Numerical Investigation of CO and NO Production From Premixed Hydrogen/Methane Fuel Blends

Abstract

There is significant interest in utilizing hydrogen as an energy carrier in a net-zero carbon energy economy. A variety of fundamental and practical issues associated with premixed hydrogen/methane combustion must be addressed, particularly flame flashback, combustion instabilities, and NOx emissions. Significantly less attention has been given to CO emissions from hydrogen blending. However, recent H2 blending engine tests have clearly noted major reductions in CO emissions, reductions which substantially exceed what would be expected based upon C atom mass balances in the fuel.

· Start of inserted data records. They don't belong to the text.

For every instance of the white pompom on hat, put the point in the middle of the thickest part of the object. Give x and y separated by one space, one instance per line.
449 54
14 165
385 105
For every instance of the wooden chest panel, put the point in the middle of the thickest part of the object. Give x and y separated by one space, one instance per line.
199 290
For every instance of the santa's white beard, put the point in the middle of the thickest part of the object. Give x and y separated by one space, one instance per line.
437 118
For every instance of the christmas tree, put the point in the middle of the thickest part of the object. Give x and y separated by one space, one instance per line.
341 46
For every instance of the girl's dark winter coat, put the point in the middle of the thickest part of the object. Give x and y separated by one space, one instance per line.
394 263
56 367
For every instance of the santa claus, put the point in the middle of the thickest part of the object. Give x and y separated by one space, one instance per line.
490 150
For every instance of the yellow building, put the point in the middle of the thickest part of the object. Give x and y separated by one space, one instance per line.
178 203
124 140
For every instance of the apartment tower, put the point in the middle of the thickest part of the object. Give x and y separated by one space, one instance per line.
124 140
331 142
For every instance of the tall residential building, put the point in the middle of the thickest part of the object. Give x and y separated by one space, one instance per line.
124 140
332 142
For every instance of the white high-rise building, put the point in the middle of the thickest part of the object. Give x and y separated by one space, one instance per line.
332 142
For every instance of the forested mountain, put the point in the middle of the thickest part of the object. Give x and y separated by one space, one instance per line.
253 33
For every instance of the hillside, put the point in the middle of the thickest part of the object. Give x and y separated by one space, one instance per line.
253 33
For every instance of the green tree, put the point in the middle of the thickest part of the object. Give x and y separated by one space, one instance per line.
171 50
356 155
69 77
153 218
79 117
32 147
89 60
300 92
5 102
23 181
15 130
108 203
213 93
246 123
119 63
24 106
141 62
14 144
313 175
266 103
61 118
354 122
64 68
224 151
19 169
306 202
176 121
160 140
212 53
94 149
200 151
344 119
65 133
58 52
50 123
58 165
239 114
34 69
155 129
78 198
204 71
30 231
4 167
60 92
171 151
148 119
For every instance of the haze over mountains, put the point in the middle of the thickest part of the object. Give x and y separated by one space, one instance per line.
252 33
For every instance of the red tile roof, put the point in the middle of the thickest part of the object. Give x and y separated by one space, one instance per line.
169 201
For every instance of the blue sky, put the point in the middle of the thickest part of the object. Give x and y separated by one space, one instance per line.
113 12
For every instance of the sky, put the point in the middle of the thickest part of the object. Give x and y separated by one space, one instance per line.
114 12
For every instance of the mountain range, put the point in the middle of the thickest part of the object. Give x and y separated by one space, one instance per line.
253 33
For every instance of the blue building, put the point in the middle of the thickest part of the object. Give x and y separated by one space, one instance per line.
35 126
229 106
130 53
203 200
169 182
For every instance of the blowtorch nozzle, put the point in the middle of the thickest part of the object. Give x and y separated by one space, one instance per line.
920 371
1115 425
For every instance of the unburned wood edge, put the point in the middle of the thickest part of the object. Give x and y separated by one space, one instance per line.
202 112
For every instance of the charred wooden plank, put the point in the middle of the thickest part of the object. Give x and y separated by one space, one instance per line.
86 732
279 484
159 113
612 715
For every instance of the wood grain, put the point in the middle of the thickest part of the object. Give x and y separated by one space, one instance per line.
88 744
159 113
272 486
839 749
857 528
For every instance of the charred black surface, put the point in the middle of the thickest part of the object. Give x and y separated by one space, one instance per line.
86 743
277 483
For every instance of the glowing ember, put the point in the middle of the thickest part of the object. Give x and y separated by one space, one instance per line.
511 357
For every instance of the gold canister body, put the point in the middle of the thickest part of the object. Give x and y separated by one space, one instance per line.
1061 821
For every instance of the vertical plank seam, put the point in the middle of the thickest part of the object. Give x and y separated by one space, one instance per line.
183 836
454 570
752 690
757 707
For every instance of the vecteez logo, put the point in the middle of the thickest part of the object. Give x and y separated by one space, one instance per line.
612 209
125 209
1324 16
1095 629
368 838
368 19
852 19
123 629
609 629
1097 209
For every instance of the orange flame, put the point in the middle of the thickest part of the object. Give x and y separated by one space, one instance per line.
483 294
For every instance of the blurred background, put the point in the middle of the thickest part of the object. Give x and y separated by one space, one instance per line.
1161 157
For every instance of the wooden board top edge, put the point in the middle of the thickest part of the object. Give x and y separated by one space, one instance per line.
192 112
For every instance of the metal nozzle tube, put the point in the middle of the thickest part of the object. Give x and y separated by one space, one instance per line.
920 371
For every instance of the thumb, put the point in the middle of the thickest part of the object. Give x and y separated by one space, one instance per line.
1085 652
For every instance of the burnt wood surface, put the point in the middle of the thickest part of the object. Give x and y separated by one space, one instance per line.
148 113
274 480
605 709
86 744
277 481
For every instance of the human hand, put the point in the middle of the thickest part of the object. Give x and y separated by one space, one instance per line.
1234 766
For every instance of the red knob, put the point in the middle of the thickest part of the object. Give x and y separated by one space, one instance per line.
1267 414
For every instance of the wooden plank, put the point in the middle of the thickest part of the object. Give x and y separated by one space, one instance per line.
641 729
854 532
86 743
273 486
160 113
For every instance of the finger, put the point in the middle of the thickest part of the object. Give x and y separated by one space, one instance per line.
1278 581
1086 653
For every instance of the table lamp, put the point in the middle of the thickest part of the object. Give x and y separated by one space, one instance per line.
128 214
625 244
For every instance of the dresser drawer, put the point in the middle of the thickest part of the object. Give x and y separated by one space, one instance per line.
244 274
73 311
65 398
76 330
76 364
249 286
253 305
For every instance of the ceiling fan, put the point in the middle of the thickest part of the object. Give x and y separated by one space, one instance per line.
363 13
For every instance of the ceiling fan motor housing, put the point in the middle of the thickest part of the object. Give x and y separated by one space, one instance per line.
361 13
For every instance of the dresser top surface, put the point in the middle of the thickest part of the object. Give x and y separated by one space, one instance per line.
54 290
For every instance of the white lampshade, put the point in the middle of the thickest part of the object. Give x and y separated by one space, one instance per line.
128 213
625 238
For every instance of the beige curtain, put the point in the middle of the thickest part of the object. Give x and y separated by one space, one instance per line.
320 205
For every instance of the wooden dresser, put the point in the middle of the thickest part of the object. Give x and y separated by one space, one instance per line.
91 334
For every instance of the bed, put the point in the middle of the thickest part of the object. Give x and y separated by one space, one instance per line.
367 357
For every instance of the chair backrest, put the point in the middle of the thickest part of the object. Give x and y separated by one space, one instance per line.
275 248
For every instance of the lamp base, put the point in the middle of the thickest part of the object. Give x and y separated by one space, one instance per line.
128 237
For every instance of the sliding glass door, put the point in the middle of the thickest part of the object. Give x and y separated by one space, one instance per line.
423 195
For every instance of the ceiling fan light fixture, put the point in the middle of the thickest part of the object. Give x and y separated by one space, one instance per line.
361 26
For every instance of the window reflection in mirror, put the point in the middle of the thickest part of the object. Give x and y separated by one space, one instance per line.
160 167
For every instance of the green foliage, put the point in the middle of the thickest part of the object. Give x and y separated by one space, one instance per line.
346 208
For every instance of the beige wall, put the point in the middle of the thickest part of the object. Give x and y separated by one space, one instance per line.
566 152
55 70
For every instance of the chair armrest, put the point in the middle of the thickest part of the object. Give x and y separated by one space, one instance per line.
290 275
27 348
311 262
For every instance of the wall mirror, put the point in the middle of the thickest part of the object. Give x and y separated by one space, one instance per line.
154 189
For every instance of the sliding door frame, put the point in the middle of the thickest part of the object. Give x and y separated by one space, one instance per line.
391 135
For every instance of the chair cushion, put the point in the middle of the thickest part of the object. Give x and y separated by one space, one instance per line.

Moreover, NOx, CO, and combustor operability always tradeoff with each other, and so, for example, these CO reductions can also enable operational or design modifications to reduce NOx emissions and/or wider operability windows. This paper addresses H2 blending effects on CO emissions, addressing both the direct influences on CO emissions, as well as how it influences NOx–CO tradeoffs. The paper presents computations that differentiate between the kinetic and equilibrium effects of H2 blending, as well as how H2 blending can lead to reductions in both NOx and CO by moving the Pareto front downward. Finally, this work suggests that H2 blending, in addition to its CO2 reductions, can also increase plant operational flexibility and so provide additional value propositions to an evolving electricity market.